Le professeur Khiati pense que «c'est parce qu'il y a eu d'importants départs à la retraite ces dernières années mais la relève n'a pas été assurée». Pour lui, «la formation a connu des hauts et des bas, elle a évolué en dents de scie». Selon lui, «les écoles paramédicales et leurs succursales ont arrêté d'assurer les formations en 2005, à part quelques-unes partielles dans certaines régions du pays». La fermeture totale de ces écoles a eu lieu en 2011 pour ne rouvrir leurs portes qu'en 2017. «Mais elles n'ont jamais répondu à des besoins bien définis pour des services de santé ou des unités de soins parce que depuis 2003, aucune statistique n'est sortie du ministère de la Santé», affirme Prof Khiati. Il souligne que «l'Algérie n'a jamais adopté de normes ni en médecins ni en paramédicaux». Il rappelle que «nous avons réalisé des projets d'hôpitaux de 240 lits pour lesquels on a ramené des équipements mais on n'a pas pensé à la ressource humaine qui les fait fonctionner». Selon lui, «on n'a jamais eu de statistiques pour savoir combien de consultations se font au niveau des CHU, de malades qui sont hospitalisés, de pathologies qui sont soignées, de décès enregistrés et quelles en sont les causes, par région? Aucune projection ne peut être faite sans ces statistiques».
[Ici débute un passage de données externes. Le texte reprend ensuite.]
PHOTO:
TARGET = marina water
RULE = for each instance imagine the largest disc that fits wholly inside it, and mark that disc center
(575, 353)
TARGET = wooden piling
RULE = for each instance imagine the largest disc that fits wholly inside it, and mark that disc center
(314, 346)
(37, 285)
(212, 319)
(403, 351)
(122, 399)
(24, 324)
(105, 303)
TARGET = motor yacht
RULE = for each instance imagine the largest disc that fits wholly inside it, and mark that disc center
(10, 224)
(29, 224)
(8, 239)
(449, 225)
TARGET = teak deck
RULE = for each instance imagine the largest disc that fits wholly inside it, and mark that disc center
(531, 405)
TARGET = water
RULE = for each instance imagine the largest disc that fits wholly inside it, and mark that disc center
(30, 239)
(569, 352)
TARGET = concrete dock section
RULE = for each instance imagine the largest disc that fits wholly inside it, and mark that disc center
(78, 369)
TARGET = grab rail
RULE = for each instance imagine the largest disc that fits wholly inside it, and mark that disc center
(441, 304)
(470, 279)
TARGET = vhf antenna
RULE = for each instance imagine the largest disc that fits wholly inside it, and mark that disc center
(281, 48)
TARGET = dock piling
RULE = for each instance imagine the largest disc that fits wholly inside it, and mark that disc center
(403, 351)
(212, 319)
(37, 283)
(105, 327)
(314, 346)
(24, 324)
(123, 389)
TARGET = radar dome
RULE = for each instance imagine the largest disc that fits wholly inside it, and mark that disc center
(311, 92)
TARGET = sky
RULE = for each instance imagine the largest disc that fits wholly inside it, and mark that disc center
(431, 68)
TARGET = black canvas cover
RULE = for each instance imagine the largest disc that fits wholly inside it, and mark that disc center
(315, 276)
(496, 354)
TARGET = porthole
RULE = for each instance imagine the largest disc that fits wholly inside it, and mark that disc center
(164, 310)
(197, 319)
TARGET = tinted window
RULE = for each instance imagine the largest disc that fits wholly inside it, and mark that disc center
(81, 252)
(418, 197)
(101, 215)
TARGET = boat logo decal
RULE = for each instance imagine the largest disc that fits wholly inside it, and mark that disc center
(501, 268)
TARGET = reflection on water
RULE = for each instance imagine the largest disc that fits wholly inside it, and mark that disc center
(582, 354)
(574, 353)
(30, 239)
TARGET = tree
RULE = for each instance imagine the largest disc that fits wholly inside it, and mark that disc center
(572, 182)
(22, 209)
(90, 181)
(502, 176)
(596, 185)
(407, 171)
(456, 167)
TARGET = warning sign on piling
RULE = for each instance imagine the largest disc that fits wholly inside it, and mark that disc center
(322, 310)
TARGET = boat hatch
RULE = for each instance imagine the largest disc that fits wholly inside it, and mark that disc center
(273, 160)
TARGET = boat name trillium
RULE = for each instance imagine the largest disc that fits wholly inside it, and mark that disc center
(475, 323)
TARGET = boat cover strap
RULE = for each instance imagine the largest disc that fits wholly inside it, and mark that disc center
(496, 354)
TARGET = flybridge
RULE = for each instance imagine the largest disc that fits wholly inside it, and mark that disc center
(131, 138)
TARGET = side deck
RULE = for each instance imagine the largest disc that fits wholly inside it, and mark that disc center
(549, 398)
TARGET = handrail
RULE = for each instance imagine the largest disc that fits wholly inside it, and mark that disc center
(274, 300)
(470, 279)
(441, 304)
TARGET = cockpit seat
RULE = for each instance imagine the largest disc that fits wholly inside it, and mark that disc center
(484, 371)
«L'urgence de la formation d'équipes qui se relaient»

Pour lui, «nous n'avons pas de gestionnaires qui connaissent bien les problèmes de santé publique pour pouvoir faire des projections pour leur prise en charge». Il déplore le fait que «le secteur de la santé n'a jamais eu de dispositif de veille qui permet d'anticiper sur les besoins du fonctionnement de ses établissements». Il déplore notamment l'obsolescence de la formation des paramédicaux qui repose, dit-il, «sur le principe du ministère de la Santé de l'infirmier qui ne peut être formé que par l'infirmier qui très souvent n'a pas de diplôme quand il est issu des anciens corps, il est donc sous-formé».

Il note qu' «on a demandé à ce que la formation (théorie) soit confiée à l'université pour qu'elle permette d'ouvrir des perspectives et créer des passerelles pour ceux qui en bénéficient, et la pratique doit se faire au niveau des hôpitaux». Mais, dit-il, «le ministère s'obstine à garder la théorie et la pratique».

Autre constat amer pour Khiati, «il fallait sortir le Covid-19 des CHU pour ne pas en obstruer les plateformes spécialisées et priver les malades chroniques de soins qui leur sont vitaux». Il propose encore une fois «l'utilisation des 630 lits des résidences universitaires que comptent le pays mais restées longtemps fermées à cause de la pandémie». Il recommande de «faire appel aux volontaires comme l'a fait l'Allemagne et a eu 10.000 étudiants en médecine qui sont venus en renfort». Il pense qu' «on peut faire la même chose, rien qu'Alger compte 30.000 étudiants en médecine (résidents compris), ils peuvent être appelés par vague pour 6 mois chacune moyennant une petite formation». L'urgence pour lui est de «former des équipes qui se relaient». D'autant, conclut-il, qu' «on ne sait pas comment va évoluer le virus même avec le vaccin».